You’ve met the love of your life, lobola has been paid and your dream wedding is about to become a reality. Except for one thing: your tight budget. As part of turning 2024 into 2020MORE, here are ideas on how to stretch your wedding budget.
Weddings can make us all go a little mad. Once you start planning, you keep discovering wonderful things you feel you can’t do without. Before the wedding-planning train runs away with you, you have to think about the money.
Start by reminding yourself of WHY you are getting married. If the reason is to impress your friends and family, or to blow up the internet with your fabulous photos, then you obviously have to spend the money. But that’s not why most couples tie the knot. We get married to show our commitment to our partner, to celebrate our love, and to officially start a life together. When you plan your wedding with the WHY in mind, it might help you to keep the spending under control.

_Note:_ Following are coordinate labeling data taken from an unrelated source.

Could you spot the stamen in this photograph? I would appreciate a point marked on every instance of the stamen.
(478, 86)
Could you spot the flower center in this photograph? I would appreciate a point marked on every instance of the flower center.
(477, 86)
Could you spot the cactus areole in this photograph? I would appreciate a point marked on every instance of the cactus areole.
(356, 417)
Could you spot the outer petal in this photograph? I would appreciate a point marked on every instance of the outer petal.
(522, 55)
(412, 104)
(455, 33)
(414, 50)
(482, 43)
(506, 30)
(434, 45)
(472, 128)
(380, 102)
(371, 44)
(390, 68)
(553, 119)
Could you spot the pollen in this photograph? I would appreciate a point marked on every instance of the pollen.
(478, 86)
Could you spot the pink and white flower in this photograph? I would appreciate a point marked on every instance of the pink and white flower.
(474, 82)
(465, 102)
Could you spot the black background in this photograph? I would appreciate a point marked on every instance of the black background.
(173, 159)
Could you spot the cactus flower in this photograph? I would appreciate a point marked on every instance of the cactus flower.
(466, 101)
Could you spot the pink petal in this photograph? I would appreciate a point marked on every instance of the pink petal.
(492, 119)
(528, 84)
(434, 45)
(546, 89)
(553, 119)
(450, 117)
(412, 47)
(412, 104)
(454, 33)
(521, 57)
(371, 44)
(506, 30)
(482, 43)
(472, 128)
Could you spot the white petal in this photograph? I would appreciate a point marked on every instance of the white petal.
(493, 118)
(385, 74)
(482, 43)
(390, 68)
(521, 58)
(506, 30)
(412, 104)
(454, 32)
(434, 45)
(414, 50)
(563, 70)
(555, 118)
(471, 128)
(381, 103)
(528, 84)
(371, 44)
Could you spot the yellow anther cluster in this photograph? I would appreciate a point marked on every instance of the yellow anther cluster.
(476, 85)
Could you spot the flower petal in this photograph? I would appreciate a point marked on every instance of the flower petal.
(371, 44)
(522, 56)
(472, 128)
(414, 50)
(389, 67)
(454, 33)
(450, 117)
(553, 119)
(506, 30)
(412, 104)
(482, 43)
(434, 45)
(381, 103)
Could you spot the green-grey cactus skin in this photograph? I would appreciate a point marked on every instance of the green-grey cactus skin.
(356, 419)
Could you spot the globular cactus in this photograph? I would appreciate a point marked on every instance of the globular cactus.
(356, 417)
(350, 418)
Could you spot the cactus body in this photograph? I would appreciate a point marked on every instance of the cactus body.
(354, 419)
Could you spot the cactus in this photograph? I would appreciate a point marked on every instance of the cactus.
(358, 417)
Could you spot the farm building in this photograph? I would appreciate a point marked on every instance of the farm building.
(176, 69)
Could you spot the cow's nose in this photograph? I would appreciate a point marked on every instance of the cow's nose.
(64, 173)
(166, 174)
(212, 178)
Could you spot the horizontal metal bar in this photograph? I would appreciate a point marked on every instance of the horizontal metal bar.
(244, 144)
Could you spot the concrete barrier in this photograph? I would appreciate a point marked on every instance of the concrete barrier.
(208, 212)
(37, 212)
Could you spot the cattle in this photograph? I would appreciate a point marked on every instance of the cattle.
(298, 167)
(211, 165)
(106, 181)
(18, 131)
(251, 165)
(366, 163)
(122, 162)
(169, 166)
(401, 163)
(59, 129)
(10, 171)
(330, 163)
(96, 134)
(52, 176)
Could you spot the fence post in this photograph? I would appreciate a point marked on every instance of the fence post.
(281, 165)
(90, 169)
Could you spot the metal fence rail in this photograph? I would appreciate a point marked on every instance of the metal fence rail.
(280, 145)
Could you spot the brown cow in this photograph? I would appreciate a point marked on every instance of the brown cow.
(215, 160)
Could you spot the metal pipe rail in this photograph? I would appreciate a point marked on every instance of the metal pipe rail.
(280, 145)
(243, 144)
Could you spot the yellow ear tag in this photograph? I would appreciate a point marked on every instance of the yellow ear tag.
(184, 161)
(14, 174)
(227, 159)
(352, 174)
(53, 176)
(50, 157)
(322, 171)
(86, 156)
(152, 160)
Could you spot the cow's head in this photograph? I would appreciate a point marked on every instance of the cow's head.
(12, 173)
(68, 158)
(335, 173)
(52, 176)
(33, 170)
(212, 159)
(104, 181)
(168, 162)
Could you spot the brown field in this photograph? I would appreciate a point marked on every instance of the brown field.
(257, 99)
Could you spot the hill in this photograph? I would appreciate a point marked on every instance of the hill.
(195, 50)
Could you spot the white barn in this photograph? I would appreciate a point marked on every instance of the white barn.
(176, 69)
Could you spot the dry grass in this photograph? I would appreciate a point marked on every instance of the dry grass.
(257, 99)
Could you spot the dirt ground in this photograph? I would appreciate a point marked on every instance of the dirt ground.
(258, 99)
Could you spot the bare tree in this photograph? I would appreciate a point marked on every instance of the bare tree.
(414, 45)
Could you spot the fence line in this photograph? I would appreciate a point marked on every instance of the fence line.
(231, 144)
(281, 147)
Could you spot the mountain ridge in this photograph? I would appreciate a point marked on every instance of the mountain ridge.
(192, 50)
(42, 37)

Now let’s look at tactics to make more of the money you have set aside for your wedding.
- Once you’ve drawn up a budget, identify what aspects are most important to you and allocate funds accordingly. For example, if having an extraordinary venue is a must, be prepared to adjust your budget for other areas, like decorations or the dress.
- Consider having your wedding during the off-peak season or on a weekday. You will be amazed at how much cheaper venues are in winter or during the week.
- Do your own decorations or flower arrangements, or ask a talented friend to help.
- Trim your guest list to include only those people you really want at your wedding. If you feel pressure to include your wider community, simplify the catering to keep costs down.
- Keep a detailed record of all expenses, from vendor payments to minor purchases, to stay on top of your budget.
- Don’t hesitate to negotiate prices with your suppliers, especially if you’re booking multiple services with the same person or company.
- Use budgeting tools or apps to manage your money efficiently and stay organised.
- Regularly review your budget to see if it needs to be adjusted.
If, despite, your best efforts, you end up with a shortfall, ask yourself these questions before you take out a loan:
Do we want to start our life together with debts to repay?
For most of us, the answer is no. However, there might be circumstances that change your answer. For example, your joint income will make the loan affordable, or one or both of you will be starting a new job soon and earn a higher salary, which will make it quick and easy to repay the wedding loan.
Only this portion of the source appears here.